The microservice deployment and management stack is proving very effective for companies taking advantage of the cloud’s capabilities to scale and adapt. Containers (often alongside Kubernetes tooling) fit well, too, with agile DevOps and CI/CD workflows that transition code from development to production in short timescales.
A significant problem with the speed of transition from home lab tests to production in just a few years is that containers are a technology that’s DevOps- not SecOps-focused. The collegiate atmosphere of trust in the broader development community has not so much turned a blind eye to bad actors but simply not considered the implications of malevolent players’ potential activities.

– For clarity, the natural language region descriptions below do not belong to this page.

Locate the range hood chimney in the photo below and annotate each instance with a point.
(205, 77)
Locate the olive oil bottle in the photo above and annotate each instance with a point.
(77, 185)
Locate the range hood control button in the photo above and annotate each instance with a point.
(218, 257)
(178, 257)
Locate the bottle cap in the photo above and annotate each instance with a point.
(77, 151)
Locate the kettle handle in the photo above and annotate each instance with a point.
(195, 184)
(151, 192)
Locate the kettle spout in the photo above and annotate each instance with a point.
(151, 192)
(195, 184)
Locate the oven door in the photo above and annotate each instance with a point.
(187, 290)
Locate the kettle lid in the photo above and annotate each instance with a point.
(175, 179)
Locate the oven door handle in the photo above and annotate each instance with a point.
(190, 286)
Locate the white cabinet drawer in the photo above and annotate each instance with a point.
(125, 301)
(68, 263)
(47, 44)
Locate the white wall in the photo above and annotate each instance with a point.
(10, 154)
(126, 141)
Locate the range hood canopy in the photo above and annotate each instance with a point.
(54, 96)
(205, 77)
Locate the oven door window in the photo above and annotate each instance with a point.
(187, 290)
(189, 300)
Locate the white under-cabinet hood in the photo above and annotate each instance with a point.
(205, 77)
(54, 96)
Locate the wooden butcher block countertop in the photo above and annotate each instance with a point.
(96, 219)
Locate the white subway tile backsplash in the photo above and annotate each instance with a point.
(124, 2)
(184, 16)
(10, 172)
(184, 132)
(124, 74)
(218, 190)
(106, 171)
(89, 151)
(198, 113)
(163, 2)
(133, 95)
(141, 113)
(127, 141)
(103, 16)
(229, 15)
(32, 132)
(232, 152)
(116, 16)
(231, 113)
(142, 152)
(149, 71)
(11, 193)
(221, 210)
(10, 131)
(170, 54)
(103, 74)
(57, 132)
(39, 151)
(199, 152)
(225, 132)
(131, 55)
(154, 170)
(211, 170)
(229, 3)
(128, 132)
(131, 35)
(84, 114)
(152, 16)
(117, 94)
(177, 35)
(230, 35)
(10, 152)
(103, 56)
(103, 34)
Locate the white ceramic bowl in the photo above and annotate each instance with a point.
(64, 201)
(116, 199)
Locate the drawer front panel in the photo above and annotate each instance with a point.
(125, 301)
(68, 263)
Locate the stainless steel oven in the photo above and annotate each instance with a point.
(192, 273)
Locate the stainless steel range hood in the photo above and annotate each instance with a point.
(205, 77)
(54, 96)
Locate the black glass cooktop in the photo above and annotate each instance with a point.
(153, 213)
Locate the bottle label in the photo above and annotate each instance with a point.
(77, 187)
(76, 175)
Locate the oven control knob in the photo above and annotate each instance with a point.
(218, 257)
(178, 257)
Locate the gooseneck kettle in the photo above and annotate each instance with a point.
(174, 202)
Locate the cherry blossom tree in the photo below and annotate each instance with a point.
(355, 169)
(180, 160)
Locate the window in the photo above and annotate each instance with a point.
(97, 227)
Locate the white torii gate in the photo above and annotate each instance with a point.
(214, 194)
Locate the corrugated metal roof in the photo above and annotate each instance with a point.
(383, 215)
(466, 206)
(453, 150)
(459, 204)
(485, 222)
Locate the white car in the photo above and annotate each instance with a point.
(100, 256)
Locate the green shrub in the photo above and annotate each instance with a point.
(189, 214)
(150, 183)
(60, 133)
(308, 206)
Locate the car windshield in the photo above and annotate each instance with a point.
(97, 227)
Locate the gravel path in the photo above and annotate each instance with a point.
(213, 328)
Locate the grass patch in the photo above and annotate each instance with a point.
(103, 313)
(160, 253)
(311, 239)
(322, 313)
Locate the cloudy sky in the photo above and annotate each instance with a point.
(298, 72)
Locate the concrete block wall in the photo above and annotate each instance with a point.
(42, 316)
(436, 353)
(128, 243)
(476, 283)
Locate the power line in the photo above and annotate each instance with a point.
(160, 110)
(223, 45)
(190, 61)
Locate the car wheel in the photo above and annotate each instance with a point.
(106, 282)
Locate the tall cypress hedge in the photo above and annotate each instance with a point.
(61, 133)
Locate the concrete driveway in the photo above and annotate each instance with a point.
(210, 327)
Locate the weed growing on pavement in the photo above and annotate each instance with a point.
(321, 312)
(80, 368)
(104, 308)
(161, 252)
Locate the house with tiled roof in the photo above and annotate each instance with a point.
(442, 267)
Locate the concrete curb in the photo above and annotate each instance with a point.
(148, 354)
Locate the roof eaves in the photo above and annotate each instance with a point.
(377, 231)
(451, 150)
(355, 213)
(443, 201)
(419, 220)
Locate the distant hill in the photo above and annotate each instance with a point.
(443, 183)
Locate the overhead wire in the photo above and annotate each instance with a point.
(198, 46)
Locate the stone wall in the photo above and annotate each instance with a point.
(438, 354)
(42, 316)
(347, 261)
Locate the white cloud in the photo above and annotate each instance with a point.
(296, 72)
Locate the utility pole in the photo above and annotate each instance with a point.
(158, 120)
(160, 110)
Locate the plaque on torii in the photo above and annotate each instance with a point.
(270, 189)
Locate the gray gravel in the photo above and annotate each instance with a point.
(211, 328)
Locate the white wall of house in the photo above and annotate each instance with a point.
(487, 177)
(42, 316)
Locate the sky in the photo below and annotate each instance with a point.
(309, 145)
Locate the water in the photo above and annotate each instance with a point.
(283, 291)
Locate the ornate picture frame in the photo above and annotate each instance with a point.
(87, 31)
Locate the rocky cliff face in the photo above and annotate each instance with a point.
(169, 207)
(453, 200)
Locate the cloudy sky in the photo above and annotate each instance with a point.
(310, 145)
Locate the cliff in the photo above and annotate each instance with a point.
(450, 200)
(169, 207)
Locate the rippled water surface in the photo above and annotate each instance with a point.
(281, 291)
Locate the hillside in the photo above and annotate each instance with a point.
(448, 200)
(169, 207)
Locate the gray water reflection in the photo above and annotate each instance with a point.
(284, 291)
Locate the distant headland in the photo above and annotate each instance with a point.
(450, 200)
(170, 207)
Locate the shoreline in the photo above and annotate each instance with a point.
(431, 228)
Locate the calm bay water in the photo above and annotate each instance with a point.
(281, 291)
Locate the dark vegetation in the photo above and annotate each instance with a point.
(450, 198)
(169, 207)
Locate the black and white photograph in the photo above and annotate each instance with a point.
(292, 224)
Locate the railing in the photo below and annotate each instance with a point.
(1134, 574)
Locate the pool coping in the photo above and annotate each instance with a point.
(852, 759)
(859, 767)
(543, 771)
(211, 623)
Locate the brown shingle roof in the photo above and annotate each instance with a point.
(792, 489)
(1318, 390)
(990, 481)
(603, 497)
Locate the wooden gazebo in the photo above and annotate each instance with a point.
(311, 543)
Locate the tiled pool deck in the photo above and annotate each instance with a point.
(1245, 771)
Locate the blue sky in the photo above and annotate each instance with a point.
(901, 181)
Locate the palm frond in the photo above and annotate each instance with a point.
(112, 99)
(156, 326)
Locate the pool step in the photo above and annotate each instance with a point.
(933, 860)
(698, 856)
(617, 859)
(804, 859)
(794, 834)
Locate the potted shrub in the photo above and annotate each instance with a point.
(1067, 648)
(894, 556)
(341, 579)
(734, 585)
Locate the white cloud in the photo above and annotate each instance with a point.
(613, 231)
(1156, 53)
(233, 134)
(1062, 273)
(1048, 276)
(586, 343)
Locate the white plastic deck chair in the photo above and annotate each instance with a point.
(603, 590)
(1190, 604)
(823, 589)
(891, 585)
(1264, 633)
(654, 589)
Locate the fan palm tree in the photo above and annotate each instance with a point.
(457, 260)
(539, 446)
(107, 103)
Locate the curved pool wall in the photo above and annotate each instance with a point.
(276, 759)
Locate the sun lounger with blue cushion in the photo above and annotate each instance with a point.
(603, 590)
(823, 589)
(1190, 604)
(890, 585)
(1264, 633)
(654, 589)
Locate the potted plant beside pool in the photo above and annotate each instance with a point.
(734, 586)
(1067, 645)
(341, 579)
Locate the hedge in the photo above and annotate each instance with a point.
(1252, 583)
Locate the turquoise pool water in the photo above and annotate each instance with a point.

The emergence of DevSecOps roles in many workplaces (CAGR of over 24% in roles in the sector is expected to 2028) shows that many organizations are aware that there’s potential for combining security and CI/CD. But other than continuing to hire almost as many cybersecurity personnel as developers, what can companies do to ensure safer production systems?
Right from when container technology began to emerge into the development community’s awareness, native specialist security platforms designed for microservices started to appear. Recently acquired by SUSE, NeuVector is probably the best-known among these. Its lightweight presence in Kubernetes environments protects developing applications throughout the CI pipeline, through QA, and into production.
As you might imagine, a static security framework wouldn’t be suitable in container-focused applications. The speed and ease of creating virtual networks, hundreds of pods offering a shifting range of scalable services, clusters distributed over several clouds – these are hardly factors that make security specialists conversant in traditional security feel comfortable.
With cybersecurity platforms designed specifically for containers, organizations can easily use policy as code to create zero-trust container environments, environments that are actively scanned automatically. The plus side here for developers is that protection can be assured by relatively trivial changes to configuration files. Once achieved, the development environment can be addressed as usual.
The differences in methods between DevOps and SecOps are perhaps exaggerated for the sake of a good story in the technology press: the former wants to surge forward, the latter holding back for security’s sake. But hyperbole aside, there are increasing numbers of concerns from legal quarters of compliance with a changing raft of legislation: HIPAA, NIST, GDPR, etc. Getting the security, development, agility, and compliance balance “just so” is a challenging ask.
NeuVector’s light touch in deployment ticks boxes for DevOps, creates the type of self-learning, zero-trust environment that makes security pros sleep better at night, and also provides the kind of security data the governance paperwork demands.
Best of all, though, the security function the platform provides fits neatly into the cloud-native stack that companies like SUSE are helping to promote. Instead of needing extra, specialist security tooling, NeuVector can be deployed as a Jenkins plugin, in an “Enforcer” container, onto a VM installation, and even onto a bare-metal OS. It also plays nice with your SIEM and common monitoring tools, so there’s no new source of red flags too.
To deliver fine digital experiences and gain consumer trust, companies have to pursue the highest standards in both development and security practice. In microservice-based development cycles, security has to be a concern, but it needn’t be a hindrance to the agility that cloud-native technology offers.